A modern pool heat pump is a very efficient water heating device that
uses a small amount of electricity to drive the compressor, which is the heart
of the heat pump. The thermal energy produced is more than five times the
electrical energy used to drive the compressor in standard on/off models, and
ten times more for the inverter technology unit. This means that the power
consumption of pool heating can be divided by up to 10 compared to normal
electrical element heating.
Instead of relying on sunlight or direct radiation, a heat pump extracts
thermal energy from the air at any time of the day or night, so it's actually a
different form of solar heater. Even in extremely cold conditions (-5°C or
less), heat pumps can still provide more than 60% energy savings. In most
cases, in South Africa, where our daytime temperatures are relatively warm, the
efficiency will be at least 5 times that of an elemental hot water system. A
heat pump looks similar to an air conditioner and can be installed either on
the floor or on a wall bracket. It's quiet and unobtrusive with a user-friendly
controller, has no greenhouse gas emissions, and requires little maintenance.
Heat Pump Cycle
1. One unit of electricity (you pay for it) runs a compressor that draws
vaporized freon gas from a liquid-filled evaporator tube. This creates an
intense cooling effect (like sweat evaporating from your skin and keeping you
cool). The gas absorbs four units of heat from the air flowing outside the
2. The compressor squeezes the gas so that its temperature climbs above
200° F (93° C) Result: Five units of heat are added to the gas.

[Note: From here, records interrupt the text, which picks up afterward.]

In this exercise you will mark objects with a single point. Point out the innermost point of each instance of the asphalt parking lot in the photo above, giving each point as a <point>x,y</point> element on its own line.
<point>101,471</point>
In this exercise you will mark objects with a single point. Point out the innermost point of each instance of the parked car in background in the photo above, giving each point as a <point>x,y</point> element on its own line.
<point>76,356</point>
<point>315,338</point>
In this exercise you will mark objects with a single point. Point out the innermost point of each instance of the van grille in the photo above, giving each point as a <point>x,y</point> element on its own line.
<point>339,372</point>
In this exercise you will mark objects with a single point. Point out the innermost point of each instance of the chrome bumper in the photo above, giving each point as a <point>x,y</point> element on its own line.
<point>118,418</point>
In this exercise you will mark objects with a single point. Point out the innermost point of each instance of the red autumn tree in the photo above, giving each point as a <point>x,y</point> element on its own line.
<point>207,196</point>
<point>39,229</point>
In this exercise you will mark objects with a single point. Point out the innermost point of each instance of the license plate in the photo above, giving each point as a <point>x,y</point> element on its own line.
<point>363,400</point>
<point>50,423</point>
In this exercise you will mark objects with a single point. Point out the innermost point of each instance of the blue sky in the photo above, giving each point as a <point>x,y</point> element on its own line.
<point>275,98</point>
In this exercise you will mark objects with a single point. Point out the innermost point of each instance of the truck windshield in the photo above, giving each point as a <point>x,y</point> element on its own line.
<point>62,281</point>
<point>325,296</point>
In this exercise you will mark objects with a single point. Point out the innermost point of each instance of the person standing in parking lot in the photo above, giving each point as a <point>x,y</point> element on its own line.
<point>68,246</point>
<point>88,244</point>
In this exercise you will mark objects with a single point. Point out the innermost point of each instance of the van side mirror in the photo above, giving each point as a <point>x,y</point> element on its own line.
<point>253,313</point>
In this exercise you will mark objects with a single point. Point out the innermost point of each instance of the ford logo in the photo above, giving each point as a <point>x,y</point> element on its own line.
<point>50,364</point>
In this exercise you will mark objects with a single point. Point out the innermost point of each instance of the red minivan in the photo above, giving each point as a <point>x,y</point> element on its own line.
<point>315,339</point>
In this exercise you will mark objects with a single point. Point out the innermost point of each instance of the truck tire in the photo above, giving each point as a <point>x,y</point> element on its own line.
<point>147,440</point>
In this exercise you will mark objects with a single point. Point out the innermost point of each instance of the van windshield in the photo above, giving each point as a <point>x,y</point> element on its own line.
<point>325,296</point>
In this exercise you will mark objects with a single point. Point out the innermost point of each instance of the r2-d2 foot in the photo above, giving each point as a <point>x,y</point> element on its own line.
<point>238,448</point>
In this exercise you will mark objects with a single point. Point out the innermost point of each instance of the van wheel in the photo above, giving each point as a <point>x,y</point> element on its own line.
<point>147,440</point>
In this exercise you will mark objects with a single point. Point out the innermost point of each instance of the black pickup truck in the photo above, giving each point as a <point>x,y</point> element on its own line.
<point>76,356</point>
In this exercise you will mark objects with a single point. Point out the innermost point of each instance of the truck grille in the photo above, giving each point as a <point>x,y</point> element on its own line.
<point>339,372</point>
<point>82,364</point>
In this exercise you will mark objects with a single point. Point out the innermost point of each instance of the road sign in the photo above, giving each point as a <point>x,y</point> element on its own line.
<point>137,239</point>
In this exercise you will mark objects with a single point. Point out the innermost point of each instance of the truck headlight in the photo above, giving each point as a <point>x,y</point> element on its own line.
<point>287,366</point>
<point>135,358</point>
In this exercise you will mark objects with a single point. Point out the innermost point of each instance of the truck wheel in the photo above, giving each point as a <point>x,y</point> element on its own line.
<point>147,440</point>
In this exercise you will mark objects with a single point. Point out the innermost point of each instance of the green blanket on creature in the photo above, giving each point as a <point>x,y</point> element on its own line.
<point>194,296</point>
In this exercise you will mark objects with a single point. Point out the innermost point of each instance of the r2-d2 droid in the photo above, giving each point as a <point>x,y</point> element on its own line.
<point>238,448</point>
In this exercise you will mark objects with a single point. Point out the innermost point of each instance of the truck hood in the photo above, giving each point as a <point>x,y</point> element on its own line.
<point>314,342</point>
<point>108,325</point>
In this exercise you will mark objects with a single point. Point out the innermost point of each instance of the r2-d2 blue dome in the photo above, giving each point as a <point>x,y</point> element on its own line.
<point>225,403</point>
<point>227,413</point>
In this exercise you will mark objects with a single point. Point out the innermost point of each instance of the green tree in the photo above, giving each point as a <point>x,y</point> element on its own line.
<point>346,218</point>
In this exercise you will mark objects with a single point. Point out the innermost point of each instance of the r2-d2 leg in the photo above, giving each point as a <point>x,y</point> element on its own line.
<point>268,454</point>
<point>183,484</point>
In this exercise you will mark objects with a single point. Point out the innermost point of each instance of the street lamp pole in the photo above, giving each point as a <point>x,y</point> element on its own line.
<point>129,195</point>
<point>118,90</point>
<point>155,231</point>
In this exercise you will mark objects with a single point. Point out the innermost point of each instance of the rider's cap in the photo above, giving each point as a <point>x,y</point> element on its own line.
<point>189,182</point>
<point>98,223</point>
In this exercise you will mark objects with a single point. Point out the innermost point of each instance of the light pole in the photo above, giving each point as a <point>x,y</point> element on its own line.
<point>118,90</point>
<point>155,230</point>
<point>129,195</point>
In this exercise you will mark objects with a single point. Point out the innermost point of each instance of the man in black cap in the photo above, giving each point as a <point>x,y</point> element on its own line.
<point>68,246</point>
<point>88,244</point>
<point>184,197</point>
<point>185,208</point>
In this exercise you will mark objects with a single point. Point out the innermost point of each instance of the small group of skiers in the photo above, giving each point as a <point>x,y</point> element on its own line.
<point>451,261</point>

3. High temperature and high pressure gas flows through the inside of
the condenser coil. The cooler 80° F (26° C) pool water absorbs five units of
heat from the freon, cooling it back to a warm liquid.
4. Warm liquid is forced through a valve. As the pressure drops, it
rapidly expands and becomes an extremely cold liquid. This liquid flows back to
the evaporator at 1, where the cycle is repeated.
Pool heat pumps are designed for recreational water heating (ground,
above-ground or above-ground swimming pools, spas, hot tubs, swim spas, etc.).
If you have an air conditioner, dehumidifier, chiller or refrigerator, you
already have a heat pump.
All of these devices use the same reliable technology, using electricity
and a sealed refrigerant compression system to transfer heat from one place to
another. This provides five to seven units of heat to your pool water.